1

How do I parse a log file (not a full xml file, but it has some portion of xml data) for ExtData tags, which has some name-value pair, I need to mask it like this : For eg:

<ExtData>Name="Jason" Value="Special"</ExtData>
to
<ExtData>Name="Jason" Value="XXXXXXX"</ExtData>

I need to mask ExtData tag value like above only when Name is Jason or some set of name, and not for every Name.

For eg: if "DummyName" is not in set of names, than I do not want to change this below line.

<ExtData>Name="DummyName" Value="Garbage"</ExtData>

For eg: if "DummyName" is not in set of names, than I do not want to change this below line. (Please note that the value is "Jason")

<ExtData>Name="DummyName" Value="Jason"</ExtData>

For eg: if "DummyJasonName" is not in set of names, than I do not want to change this below line. (Note "Jason" in between "Dummy" and "Name")

<ExtData>Name="DummyJasonName" Value="Garbage"</ExtData>

I need to do all this in bash/shell script.

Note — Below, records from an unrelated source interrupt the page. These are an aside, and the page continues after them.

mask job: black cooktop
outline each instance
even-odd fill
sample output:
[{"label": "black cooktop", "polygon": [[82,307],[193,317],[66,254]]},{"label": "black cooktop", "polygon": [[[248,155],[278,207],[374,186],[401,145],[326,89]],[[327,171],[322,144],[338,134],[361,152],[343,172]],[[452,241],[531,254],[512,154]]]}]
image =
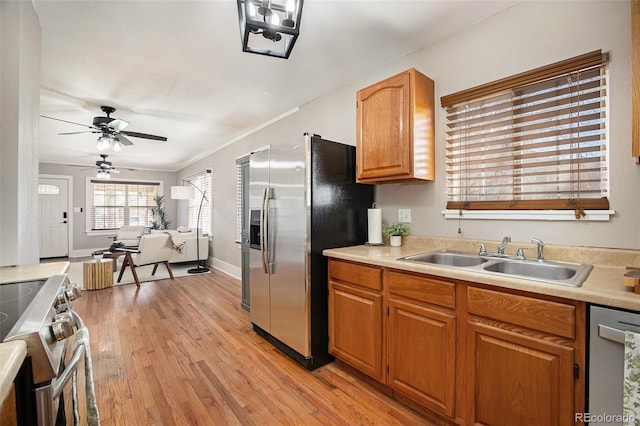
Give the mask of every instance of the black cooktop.
[{"label": "black cooktop", "polygon": [[26,281],[0,285],[0,342],[18,322],[46,281]]}]

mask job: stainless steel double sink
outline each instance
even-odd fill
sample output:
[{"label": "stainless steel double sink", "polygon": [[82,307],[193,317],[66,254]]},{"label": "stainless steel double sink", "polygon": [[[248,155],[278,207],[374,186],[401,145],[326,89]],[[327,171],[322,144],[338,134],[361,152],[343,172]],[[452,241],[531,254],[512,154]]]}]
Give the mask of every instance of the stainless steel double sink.
[{"label": "stainless steel double sink", "polygon": [[405,256],[398,260],[513,276],[571,287],[580,287],[593,269],[593,265],[582,263],[493,258],[447,250]]}]

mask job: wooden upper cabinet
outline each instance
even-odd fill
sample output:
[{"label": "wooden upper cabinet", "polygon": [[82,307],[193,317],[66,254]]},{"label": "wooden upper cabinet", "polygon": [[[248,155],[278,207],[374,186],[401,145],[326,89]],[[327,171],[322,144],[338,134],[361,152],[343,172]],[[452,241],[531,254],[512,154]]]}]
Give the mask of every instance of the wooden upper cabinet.
[{"label": "wooden upper cabinet", "polygon": [[357,93],[356,180],[433,180],[434,83],[414,68]]}]

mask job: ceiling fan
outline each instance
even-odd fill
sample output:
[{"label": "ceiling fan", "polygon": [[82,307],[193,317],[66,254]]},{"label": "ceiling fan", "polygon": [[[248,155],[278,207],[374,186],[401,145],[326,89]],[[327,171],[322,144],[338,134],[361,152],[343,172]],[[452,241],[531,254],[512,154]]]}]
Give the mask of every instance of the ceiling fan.
[{"label": "ceiling fan", "polygon": [[[100,137],[98,138],[98,150],[104,151],[105,149],[112,148],[114,151],[119,151],[121,145],[133,145],[126,136],[131,136],[134,138],[143,138],[143,139],[151,139],[156,141],[166,141],[167,138],[164,136],[156,136],[150,135],[147,133],[139,133],[139,132],[130,132],[123,130],[125,127],[129,125],[124,120],[120,120],[119,118],[111,117],[116,109],[114,107],[102,105],[100,109],[107,115],[106,117],[93,117],[93,124],[91,126],[81,123],[75,123],[73,121],[62,120],[60,118],[49,117],[46,115],[41,115],[43,118],[48,118],[50,120],[62,121],[64,123],[75,124],[77,126],[87,127],[91,130],[84,130],[81,132],[66,132],[66,133],[58,133],[59,135],[76,135],[80,133],[99,133]],[[125,136],[126,135],[126,136]]]}]

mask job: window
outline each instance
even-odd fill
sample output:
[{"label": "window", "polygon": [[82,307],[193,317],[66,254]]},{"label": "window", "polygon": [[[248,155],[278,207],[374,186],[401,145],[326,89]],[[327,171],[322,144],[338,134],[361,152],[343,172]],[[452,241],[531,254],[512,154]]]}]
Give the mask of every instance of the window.
[{"label": "window", "polygon": [[447,209],[608,209],[606,61],[595,51],[442,97]]},{"label": "window", "polygon": [[[211,170],[203,170],[186,179],[196,188],[196,198],[189,200],[187,207],[187,223],[190,228],[200,228],[203,234],[211,232]],[[202,199],[203,194],[205,196]],[[200,201],[202,201],[202,210],[200,211],[200,224],[198,224],[198,211],[200,210]]]},{"label": "window", "polygon": [[151,226],[154,198],[160,182],[124,182],[89,179],[87,229],[106,231],[123,225]]}]

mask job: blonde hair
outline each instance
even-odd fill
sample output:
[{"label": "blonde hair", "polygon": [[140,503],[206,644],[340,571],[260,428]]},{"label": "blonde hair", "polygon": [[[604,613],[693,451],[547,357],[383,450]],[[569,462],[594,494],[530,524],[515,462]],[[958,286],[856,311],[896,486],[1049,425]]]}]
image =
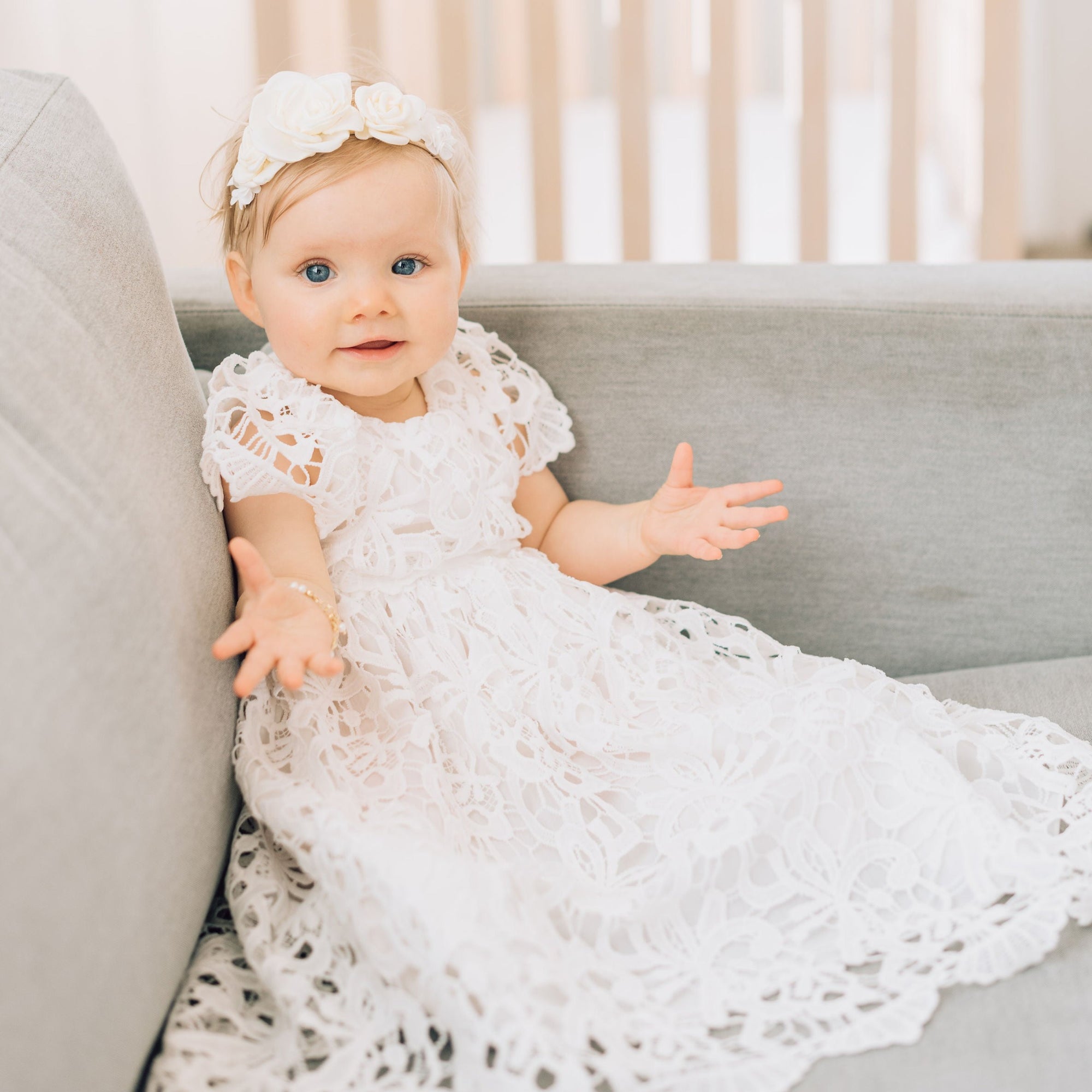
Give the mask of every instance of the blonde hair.
[{"label": "blonde hair", "polygon": [[[354,50],[349,79],[354,91],[361,84],[380,81],[399,86],[375,56],[364,50]],[[257,95],[260,90],[261,87],[257,87],[253,94]],[[248,102],[242,116],[235,119],[235,131],[216,149],[201,171],[202,189],[210,174],[214,180],[212,200],[205,199],[203,193],[202,200],[212,210],[210,222],[219,224],[223,257],[233,250],[238,250],[249,264],[256,249],[264,246],[277,217],[297,201],[370,164],[393,156],[413,156],[419,158],[423,164],[425,161],[431,164],[440,194],[441,214],[454,223],[460,252],[465,250],[473,258],[477,224],[474,216],[474,169],[470,145],[451,115],[435,108],[432,112],[436,114],[437,120],[451,126],[455,151],[449,159],[439,159],[417,144],[388,144],[375,138],[357,140],[352,136],[332,152],[320,152],[298,163],[286,164],[262,186],[250,204],[233,205],[229,179],[239,156],[242,131],[247,126],[246,119],[250,114]]]}]

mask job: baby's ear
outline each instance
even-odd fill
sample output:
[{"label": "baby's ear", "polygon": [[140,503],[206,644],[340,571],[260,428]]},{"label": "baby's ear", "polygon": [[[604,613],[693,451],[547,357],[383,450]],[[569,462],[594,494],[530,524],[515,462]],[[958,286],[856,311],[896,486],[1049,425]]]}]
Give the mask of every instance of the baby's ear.
[{"label": "baby's ear", "polygon": [[459,277],[459,295],[461,296],[463,294],[463,285],[466,284],[466,274],[471,268],[471,252],[468,250],[461,250],[459,252],[459,264],[462,266],[462,273]]},{"label": "baby's ear", "polygon": [[232,289],[235,306],[256,325],[264,327],[262,312],[254,299],[254,283],[250,277],[250,270],[238,250],[233,250],[224,259],[224,272],[227,274],[227,285]]}]

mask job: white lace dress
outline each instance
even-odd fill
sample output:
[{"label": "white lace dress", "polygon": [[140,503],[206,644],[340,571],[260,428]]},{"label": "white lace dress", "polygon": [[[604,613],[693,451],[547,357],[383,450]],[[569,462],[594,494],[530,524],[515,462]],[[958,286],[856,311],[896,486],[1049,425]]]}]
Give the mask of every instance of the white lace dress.
[{"label": "white lace dress", "polygon": [[211,381],[205,479],[313,506],[346,670],[242,703],[150,1089],[781,1092],[1092,919],[1092,747],[566,575],[511,505],[565,406],[471,322],[420,378]]}]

Bottom line is, I want to read a file, say, via sed/awk/match command. Check for ExtData tag in the line. If matched, Read the text between ExtData tag and /ExtData tag. In this multiline text, extract Name. If Name is from a set of names, then mask its corresponding "Value" data with equal number of 'X'.

Please let me know how to achieve the above task.

Update, the input line can actually span over multiple lines.

<ExtData>Name="Jason" 
Value="Special"
    </ExtData>

Or like this too:

<ExtData>
     Name="Jason" 
  Value="Special"
    </ExtData>

Thanks !! Puneet

Puneet Jain
  • 97
  • 1
  • 10

2 Answers2

1

In a bash shell, you can create a copy of the file with the info removed using this

sed 's#\(<ExtData>Name="Jason" Value="\).*\("</ExtData>\)#\1XXXXX\2#' xml.txt > xml_xxx.txt

Note that it's not the "official" way to change a xml file. Lots of format changes could occur that would render this script useless, but if you know that your XML file has 1 info per line formatted like that, it will work, exactly like for a text file and it's quick.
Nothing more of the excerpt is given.